I've had a week agonising about my writing. My OU assignment came back with a mark significantly below what I wanted and even well below what I had realistically expected. The comments and feedback really didn't make it clear enough how I could have improved my grade. I already knew that I was far from the only person experiencing this, which was a comfort.
An email to my tutor did provide some further clarification and I am, of course, not blind to the failings of my work. Indeed I often find faults that others don't see. But for some reason this time the criticism hit me hard.
I've put my OU books aside and spent the rest of the week on my novel. I have recently restructured and savagely edited what was already there and added about 2,500 new words. At last I am feeling comfortable with my chosen style and structure, with the new tweaks I think it is starting to work.

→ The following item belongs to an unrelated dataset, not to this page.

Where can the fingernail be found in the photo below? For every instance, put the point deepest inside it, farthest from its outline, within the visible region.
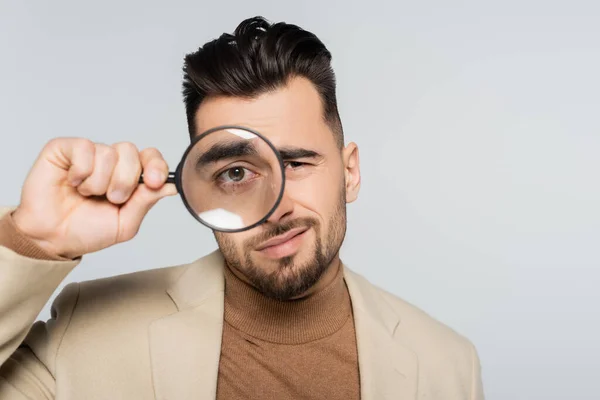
(117, 196)
(156, 176)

The realisation has been creeping up on me recently that I just want to write accessible fiction, not the highly literary fodder of advanced level university courses. I am a great believer that books can be both commercial and very well written. The two are not mutually exclusive.
I'm not going to give up the course, because it can only improve my writing. But in my novel I intend to stay true to my own voice, which I feel is more commercial than literary. That is my comfort zone, for sure, but if I can get it to work, why would I need to experiment?
Three notable things:
1. We are very proud of son 1, who is having an interview for a college place on Monday and hopefully starting some work experience the following week. His discharge from the day service is planned for Christmas.
2. I spent yesterday evening talking to a group of parents with children on the autistic spectrum, mostly newly diagnosed. I really enjoy being able to show them that the future is not necessarily as bleak as they will be thinking right now.
3. After an appointment yesterday I ventured quickly into Marks and Spencer's one day sale. I took a look at the queues and walked right out again, as I would otherwise not have made my lunch meeting over a pizza.